Les articles que je classe dans la série “Un peu de moi” n’ont aucune connotation politique. Ils appartiennent tout simplement à aucune autre catégorie de ce blog ou d’un autre que j’ai pu animer ou anime encore et à aucun projet. Ou tout au moins celui-ci n’est-il pas encore né. C’est juste un besoin de témoigner. D’écrire.
Un peu de philosophie ne nuit à
personne, même si ce court article relève plus de la philosophie de cuisine ou
de comptoir que de la philosophie de Kant et autres grands penseurs ou
intronisés comme tels. Mais, que voulez-vous, mes penseurs relèvent plus de
Frédéric DARD, Pierre DESPROGES, Jean-Jacques GOLDMAN ou Michel AUDIARD que de
Friedrich NIETZSCHE, Pierre DESCARTES, Jean-Jacques ROUSSEAU ou Michel DE
MONTAIGNE.
Je randonne. Donc je marche. Donc
je pense (quand on marche, à part se préoccuper de mettre un pied devant
l’autre et regarder le paysage, on n’a pas grand chose à faire d’autre). Donc
je suis. Enfin, j’étais avant et serai encore demain si Dieu me prête vie (vous
pouvez remplacer Dieu par quelqu’un d’autre ou autre chose, ça ne m’offusquera
pas, mes croyances religieuses ne relevant que de moi). Donc comme je suis, que
je pense, que je marche et que je randonne, je me suis longtemps interrogé, un
jour de pluie en suivant le sentier côtier de Bretagne, entre Landévennec et
Lanvéoc, lançant lentement un œil sur la mer en tirant la langue et espérant la
lande, me languissant d’un lit après une bonne lampée de soupe (redondance
pauvre de cette syllabe de trois lettres). Sur quoi ? Sur ce sujet digne
du baccalauréat : l’information fait-elle le bonheur ?

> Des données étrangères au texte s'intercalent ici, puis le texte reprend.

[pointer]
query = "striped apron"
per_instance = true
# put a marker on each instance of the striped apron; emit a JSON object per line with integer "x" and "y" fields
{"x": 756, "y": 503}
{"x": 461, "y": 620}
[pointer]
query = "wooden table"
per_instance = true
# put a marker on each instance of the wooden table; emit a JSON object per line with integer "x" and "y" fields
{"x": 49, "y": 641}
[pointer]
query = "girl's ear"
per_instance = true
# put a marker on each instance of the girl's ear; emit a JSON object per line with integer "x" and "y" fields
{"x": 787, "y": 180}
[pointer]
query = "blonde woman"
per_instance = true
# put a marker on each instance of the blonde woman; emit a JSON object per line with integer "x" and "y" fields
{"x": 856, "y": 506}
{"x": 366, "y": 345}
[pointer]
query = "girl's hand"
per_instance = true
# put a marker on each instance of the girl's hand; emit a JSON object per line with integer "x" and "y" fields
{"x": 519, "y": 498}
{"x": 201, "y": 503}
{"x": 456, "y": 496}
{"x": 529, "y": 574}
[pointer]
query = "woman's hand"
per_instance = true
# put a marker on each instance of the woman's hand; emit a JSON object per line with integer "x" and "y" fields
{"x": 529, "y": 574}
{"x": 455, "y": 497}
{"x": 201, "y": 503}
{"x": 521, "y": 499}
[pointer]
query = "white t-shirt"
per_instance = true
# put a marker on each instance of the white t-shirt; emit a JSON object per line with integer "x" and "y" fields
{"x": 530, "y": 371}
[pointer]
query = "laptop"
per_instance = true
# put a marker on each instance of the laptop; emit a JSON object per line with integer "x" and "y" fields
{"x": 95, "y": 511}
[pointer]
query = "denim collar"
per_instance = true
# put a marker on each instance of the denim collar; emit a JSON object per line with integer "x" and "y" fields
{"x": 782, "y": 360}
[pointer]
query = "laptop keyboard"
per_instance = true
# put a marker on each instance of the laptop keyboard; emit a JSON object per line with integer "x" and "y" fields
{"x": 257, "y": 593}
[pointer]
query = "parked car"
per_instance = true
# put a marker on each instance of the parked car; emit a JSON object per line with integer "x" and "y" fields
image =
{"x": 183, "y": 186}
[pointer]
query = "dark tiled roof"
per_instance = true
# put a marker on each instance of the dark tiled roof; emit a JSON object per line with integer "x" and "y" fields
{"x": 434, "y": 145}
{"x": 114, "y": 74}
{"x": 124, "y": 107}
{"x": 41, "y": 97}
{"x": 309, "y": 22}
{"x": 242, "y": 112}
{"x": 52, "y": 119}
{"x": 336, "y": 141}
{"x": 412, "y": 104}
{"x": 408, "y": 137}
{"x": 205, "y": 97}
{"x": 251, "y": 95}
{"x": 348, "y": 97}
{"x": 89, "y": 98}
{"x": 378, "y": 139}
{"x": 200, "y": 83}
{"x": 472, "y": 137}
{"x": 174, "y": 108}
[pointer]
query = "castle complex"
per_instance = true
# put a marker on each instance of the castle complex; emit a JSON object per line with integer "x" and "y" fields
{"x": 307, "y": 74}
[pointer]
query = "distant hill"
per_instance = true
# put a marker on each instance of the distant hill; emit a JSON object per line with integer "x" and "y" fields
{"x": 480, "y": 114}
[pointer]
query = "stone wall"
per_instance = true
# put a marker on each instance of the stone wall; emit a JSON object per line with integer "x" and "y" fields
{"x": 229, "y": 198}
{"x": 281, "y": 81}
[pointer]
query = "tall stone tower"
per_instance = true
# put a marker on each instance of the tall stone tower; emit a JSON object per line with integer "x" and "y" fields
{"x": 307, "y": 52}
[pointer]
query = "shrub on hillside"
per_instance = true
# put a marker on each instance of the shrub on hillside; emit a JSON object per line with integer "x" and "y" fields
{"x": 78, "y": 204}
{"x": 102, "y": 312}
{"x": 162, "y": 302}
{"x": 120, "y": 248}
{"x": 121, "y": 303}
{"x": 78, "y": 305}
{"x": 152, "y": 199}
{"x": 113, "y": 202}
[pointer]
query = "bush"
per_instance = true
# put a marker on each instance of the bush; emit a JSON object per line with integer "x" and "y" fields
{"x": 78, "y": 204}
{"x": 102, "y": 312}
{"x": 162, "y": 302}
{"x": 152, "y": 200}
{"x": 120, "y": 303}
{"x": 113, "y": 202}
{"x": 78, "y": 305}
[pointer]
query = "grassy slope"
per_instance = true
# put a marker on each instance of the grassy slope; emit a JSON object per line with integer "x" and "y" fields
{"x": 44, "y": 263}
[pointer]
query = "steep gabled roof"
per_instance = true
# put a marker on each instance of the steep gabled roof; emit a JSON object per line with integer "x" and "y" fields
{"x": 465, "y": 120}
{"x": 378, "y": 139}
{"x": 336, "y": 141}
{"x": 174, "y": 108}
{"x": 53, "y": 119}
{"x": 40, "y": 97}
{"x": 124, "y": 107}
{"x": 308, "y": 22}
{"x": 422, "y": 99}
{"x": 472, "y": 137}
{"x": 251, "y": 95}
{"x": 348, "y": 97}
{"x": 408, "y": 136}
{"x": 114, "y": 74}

Je ne vais pas traiter cet
intéressant sujet propice à me créer une migraine si je le fais comme un
philosophe. Encore moins comme un professeur débutant en milieu hostile ou
comme un vieil enseignant désabusé en fin de carrière devant un parterre de
boutonneux, plus souvent intéressés par une nouvelle application sur leur
Smartphone que de leur avenir. Je vais juste le faire comme un randonneur.
Comme un homme. Ou une femme si j’avais compté au rang de nos soeurs, mères,
copines, amantes, maitresses, ...
Il y a longtemps, dans un temps
que les moins de vingt ans ne peuvent pas connaître et que les lobotomisés du
cerveau ont oublié, internet n’existait pas. Si, si : il y a eu un début.
Le minitel, par exemple, avec ses 3615 code “Ulla” ou “Kinenveu”. Il y a même
eu un temps où la télévision était en noir et blanc (chez mes grands-parents et
dans beaucoup de familles, françaises ou non), avec trois chaines seulement et
une fin des programmes avant minuit. Une fin que je ne voyais pas puisque cela
m’était interdit : trop jeune. Ce que je niais à l’époque mais pas mes
parents ou mes grands-parents. En ce temps là, l’information se résumait au
journal de 20 heures à la télévision et les infos à la radio. Pour les
journaux, j’ai longtemps cru qu’ils servaient juste à emballer les épluchures
de ma grand-mère ou à alimenter le tiercé de mon grand-père. J’oubliais un
grand rendez-vous, celui du mardi soir : “Les Dossiers de l’Ecran”. Pas
pour le débat : trop tard. Et pas intéressant pour moi. Mais pour le film.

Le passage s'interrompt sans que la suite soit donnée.